オーナーは短期的な目的で要望がくる。それらの要望に応えるところ、応えてはいけないところの線引きをする必要がある。例えば星野リゾートでは界は「じゃらん」、星のやは「楽天トラベル」のみと取引をしている。1つに絞ればよいリレーションを構築できる。

――星野リゾートは都市型のレジャーホテルブランド「OMO(おも)」や若年層をターゲットとしたホテルブランドBEB(ベブ)など最近はブランドを多角化しています。

われわれはニッチャー(市場規模は小さいものの特定分野で独自の地位を築く企業)から入った。星野リゾートはこれまで外資系が興味を示さない津軽、竹富島、トマムに日本人を呼び込み、業績を上げていった。

ホテルレストランの地位は相対的に下がった

今後は(差別化戦略でリーダーを目指せる)チャレンジャーになっていくために必要なのがOMOだ。都市部で勝てることができるのがチャレンジャーの条件だ。


OMO7旭川の客室。OMOは数字が1〜7まであり大きいほどグレードが上がる(写真:星野リゾート)

その試金石となるのが2024年6月に開業するOMO7高知(レストランやウエディングを併設したホテル日航高知旭ロイヤルが前身)だ。2018年に開業したOMO7旭川の1月の稼働は85%を超えており、グランドホテル再生の方程式が見えてきた。

グランドホテルは1つの建物で宿泊・レストラン・婚礼・宴会の4つの事業をやっている。しかし宿泊客が結婚するわけではなく、4つの事業の間ではシナジーが利いていない。またホテルウエディングは1970〜1980年代が全盛期で、専門ブライダル事業者に奪われた。

またレストランも街場のレストランが美味しくなり、ホテルレストランの地位は相対的に下がった。宴会も少なくなってきている。4つの事業をどうやって再編するかが再生のキーポイントとなる。

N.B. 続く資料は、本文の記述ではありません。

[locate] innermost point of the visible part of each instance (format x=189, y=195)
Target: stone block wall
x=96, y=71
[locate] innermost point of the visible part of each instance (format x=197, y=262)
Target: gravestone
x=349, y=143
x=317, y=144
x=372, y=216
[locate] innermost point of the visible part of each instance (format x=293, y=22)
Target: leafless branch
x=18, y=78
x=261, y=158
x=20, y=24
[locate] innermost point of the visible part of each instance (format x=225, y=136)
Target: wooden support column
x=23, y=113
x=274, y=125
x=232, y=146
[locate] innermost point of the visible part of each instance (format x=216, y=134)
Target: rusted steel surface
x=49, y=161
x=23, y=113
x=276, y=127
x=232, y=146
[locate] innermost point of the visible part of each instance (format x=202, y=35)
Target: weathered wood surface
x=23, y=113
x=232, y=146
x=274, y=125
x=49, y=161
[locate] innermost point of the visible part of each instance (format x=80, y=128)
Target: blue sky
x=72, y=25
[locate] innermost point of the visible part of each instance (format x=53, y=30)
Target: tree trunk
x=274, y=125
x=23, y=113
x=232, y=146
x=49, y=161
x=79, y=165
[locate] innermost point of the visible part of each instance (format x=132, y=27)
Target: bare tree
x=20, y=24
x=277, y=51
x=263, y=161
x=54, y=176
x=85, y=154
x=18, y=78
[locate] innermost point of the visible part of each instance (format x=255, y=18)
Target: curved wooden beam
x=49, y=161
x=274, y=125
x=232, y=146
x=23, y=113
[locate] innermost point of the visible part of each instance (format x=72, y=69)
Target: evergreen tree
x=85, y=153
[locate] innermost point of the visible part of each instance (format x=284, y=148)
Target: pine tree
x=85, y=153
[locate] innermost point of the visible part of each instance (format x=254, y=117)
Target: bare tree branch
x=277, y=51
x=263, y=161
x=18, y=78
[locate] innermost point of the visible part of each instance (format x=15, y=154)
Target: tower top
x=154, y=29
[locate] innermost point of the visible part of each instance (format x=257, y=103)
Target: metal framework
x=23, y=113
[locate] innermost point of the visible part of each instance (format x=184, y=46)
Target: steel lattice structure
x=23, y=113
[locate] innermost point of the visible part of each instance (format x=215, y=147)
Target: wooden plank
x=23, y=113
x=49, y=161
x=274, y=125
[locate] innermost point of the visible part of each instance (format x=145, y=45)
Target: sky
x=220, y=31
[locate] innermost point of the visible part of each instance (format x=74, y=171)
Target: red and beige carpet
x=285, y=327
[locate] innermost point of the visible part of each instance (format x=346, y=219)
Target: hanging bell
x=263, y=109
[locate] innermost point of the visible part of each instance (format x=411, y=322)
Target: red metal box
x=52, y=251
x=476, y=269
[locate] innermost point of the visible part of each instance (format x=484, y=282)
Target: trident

――具体的にはどのように再生をしているのでしょうか。

OMO7旭川では4つの事業のうち、ブライダルを外した。われわれは年間3000組の結婚式を挙げており、事業の難しさを知っている。旭川(の市場規模)では、ブライダルをやるべきではない。また外来レストランも外し、宴会は高単価・高収益のものだけを残した。

1980年代のブライダル全盛期には日本中にグランドホテルがあった。同じパターンで悩んでいるホテルは多いだろう。ここに入って、グランドホテルを高収益な事業構造に変えていく。

長期的には日本だけでは安心できない

――海外展開の予定を教えてください。

世界最大の旅行市場である北米に進出をしていこうと思っている。長期的には日本だけでは安心できないと思っている。北米進出に当たっては差別化から入るのは重要で、温泉旅館で進出することにこだわっている。

現在、温泉地があるところを当たっていて、候補地も出てきている。今年の春には場所を決めようと思っている。数年以内に開業する予定だ。